ClawMem’s normal serving path is memory-first:

  1. search open type:memory issues in the selected repo
  2. run the configured recall strategy
  3. deduplicate and rank results
  4. apply temporal validity where available
  5. inject a compact context block with source issue ids

Conversation issues are not the default recall corpus. If a transcript detail is important for future answers, it should be distilled into a type:memory issue.

All major ClawMem integrations support transcript mirroring. For the OpenClaw plugin, mirroring is mandatory. For Claude Code (via the Stop hook), Hermes (via agent_end), and Codex (via the Stop hook), mirroring is automatic when hooks are active.

  • each real session gets one type:conversation issue
  • each normalized user/assistant message becomes its own comment by default
  • tool calls, tool results, system prompts, and heartbeat noise stay out by default
  • hidden message markers help retries avoid duplicate comments
  • mirror failures are retried and surfaced through status/repair flows

The conversation issue is an episodic record: provenance, audit trail, and rebuild input.

Durable memory retention is not a server-side black box. It is a local agent workflow.

The retention workflow looks for durable local alpha: facts, preferences, procedures, lessons, decisions, and tasks specific to a person, team, repo, or environment. It searches existing memories before writing and chooses one action:

  • ADD — create a new type:memory issue
  • UPDATE — edit the existing canonical memory
  • DELETE — close an incorrect or stale memory with a reason
  • NONE — do not store anything

This lets the agent update memory deliberately instead of spraying duplicate notes.

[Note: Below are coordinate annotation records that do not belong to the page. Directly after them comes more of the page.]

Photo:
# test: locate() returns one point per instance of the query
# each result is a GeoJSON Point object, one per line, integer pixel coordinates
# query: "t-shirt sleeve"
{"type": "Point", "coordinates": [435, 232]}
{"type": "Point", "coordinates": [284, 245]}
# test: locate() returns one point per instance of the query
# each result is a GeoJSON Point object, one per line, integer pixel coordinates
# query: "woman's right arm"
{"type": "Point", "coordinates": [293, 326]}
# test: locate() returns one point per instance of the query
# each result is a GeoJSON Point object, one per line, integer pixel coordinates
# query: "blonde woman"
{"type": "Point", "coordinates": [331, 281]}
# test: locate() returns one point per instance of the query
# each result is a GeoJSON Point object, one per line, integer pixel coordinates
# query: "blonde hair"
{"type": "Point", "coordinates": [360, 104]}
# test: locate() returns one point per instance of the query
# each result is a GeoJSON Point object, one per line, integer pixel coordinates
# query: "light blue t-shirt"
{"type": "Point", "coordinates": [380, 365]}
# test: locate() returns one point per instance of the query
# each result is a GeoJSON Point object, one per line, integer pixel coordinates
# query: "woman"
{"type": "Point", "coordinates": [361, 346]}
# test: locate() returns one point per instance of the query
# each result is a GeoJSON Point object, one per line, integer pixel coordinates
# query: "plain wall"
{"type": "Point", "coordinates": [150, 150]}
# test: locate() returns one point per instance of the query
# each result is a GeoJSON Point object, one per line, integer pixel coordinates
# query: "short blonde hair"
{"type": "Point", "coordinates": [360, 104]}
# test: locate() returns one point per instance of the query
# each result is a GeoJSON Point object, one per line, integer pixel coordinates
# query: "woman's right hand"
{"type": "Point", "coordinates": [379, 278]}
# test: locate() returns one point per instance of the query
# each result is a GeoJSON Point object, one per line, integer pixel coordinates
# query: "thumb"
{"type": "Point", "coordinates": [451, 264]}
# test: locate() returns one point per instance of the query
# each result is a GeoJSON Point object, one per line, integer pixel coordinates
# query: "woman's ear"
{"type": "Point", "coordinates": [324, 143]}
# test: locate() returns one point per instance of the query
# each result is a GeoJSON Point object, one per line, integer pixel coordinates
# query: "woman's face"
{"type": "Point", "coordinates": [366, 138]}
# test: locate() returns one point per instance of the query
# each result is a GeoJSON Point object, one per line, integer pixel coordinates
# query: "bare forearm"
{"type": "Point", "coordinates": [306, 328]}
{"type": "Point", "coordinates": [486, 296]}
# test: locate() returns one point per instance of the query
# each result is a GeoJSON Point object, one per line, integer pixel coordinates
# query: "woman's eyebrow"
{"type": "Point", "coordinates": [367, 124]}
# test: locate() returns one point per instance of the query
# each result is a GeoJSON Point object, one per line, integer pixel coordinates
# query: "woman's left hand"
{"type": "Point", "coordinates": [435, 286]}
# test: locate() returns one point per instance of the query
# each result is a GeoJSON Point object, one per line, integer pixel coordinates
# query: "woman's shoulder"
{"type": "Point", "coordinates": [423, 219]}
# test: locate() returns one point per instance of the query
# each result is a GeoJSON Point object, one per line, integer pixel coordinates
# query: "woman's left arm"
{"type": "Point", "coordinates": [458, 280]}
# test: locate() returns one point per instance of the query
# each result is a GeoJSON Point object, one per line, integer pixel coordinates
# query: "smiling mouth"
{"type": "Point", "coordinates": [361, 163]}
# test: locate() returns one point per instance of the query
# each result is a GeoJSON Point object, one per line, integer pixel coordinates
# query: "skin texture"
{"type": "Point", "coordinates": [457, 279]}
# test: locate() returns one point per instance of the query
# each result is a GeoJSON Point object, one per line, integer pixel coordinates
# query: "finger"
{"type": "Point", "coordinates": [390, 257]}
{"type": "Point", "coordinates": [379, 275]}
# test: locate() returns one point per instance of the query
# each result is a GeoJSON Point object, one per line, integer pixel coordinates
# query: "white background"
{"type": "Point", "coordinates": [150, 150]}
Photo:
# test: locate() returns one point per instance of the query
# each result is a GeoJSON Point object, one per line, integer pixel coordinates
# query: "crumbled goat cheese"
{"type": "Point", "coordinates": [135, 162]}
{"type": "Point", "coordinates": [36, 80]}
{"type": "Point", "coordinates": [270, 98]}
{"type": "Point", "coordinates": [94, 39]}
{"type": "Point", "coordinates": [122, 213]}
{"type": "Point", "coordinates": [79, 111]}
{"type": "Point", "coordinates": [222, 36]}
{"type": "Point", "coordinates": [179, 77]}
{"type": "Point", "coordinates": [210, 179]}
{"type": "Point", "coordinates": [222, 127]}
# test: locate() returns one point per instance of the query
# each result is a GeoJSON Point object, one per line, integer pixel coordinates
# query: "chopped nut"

At session close or reset, ClawMem waits for transcript mirroring to be sufficiently current, then writes a final conversation summary/title. If summary generation fails, the mirrored transcript remains the source of truth.

conversationSummaryMode controls this behavior:

conversationSummaryMode: "llm" // normal sessions
conversationSummaryMode: "placeholder" // bulk or eval runs

The following configuration keys are primarily for the OpenClaw plugin. Claude Code and Codex expose a subset via plugin config schema (CLAWMEM_MEMORY_RECALL_LIMIT, CLAWMEM_MEMORY_AUTO_RECALL_LIMIT). See each plugin’s README for the full list of supported env vars.

ConfigPurpose
memoryAutoRecallLimitMax active memories injected before a turn
memoryAutoRecallStrategysingle, literal-repair, or query-planner
memoryAutoRecallPlannerVariantLimitMax query-planner variants, up to 6
apiRequestRetriesRetries for transient read/search failures
transcriptCommentBatchSizeMessages per transcript comment; keep 1 for normal use
summaryWaitTimeoutMsHow long finalization waits for summary work
conversationSummaryModellm or placeholder
  • Read/search failures may retry.
  • Write requests are not blindly retried unless idempotency markers make them safe.
  • If recall misses its latency budget, the turn proceeds without injected context.
  • If summary fails, the conversation transcript still exists.
  • If a memory is wrong, repair it by updating or closing the memory issue and linking the source.